Yu could search for the thread if you want.
OK I'll give it a try and maybe I can paint a picture for you - others can elaborate on it as I don't present myself as an expert. Also, I ride English and am not sure how exactly how to do this western style.
You teach the horse a one rein stop at all gaits before you ever need to use it in a real life situation. I start on the ground by teaching my horse to respond to pressure from one rein by flexing their neck so that their nose basically comes back to their barrel. You almost have to stand near their hip and gently pull their nose around, both sides of their body. I did this daily for a week with each lesson causing their nose to come back farther and easier. I also started with a lead rope and then went on to doing it with a bridle and bit and then added mounted with bridle and bit.
Then from the saddle - mounted but not moving - holding your arms bent at the elbow and close to your side - move your arm straight back next to your body so that your hand with the rein comes to your hip which also brings your horse's nose to his barrel/shoulder. At the stand still, he should flex/bend his neck but not move. I keep my legs loose - I don't want him going anywhere so I am not squeezing. Again, both sides.
At the walk, with my elbows bent and keeping my arms at my side, I draw my hand back to my hip (maybe a little in front of or a little behind my hip) again causing my horse's nose to come to his barrel/shoulder. If I put my arm out to the side, his head comes around but not to his barrel - I want a tight bend and not a graceful arc. Again, legs off because I don't want him going anywhere b/c I want him to stop. He may make small tight circles but he will eventually stop. It may take 8 or 10 circles or more to begin with (and you may get dizzy) but as you practice the circles will become less and the stop will come sooner. The idea is eventually that when he feels your legs off and your hand come back to your hip the stop will follow automatically.
Again practice from both sides. One hand is coming back to the hip and the other hand is staying up near the saddle horn or pommel or his neck and is keeping that rein loose. Sometimes when practicing at a walk I will "drop" the rein I am not using and just bring the one back to my hip (I ride English and the rein ends are connected).

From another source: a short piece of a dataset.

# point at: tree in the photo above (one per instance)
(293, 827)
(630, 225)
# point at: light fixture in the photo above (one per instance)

Again the idea is that in a run away or bolt situation, the horse has become so flexible and conditioned to your one rein stop that he turns his head and follows his nose in a circle instead of running off with you. Or instead of into a tree with you or whatever!
Each time I ride I tend to do this just a time or two for practice and to keep it fresh and my horse responsive. I haven't yet had to use it in an emergency but I will say that my horses stop better and just in general are more responsive the more I get them to flex. I have used it in situations where my one horse tends to get flighty - i.e inthe arena with all sorts of noises and activity going by the door, rather than her taking off, I just immediately did the one rein stop to get her standing still and not reacting to all the commotion.
Oh - sometimes - just for something different I also combine the one rein stop with disengaging the hind quarters (the foot on the same side as the nose at the barrel steps over in front of the other hind foot so that the hips are loose and not all tensed up in a "run for my life posture" - and I also teach that from the ground and go over it once before each ride).
Was that the picture you were looking for or shall I try again?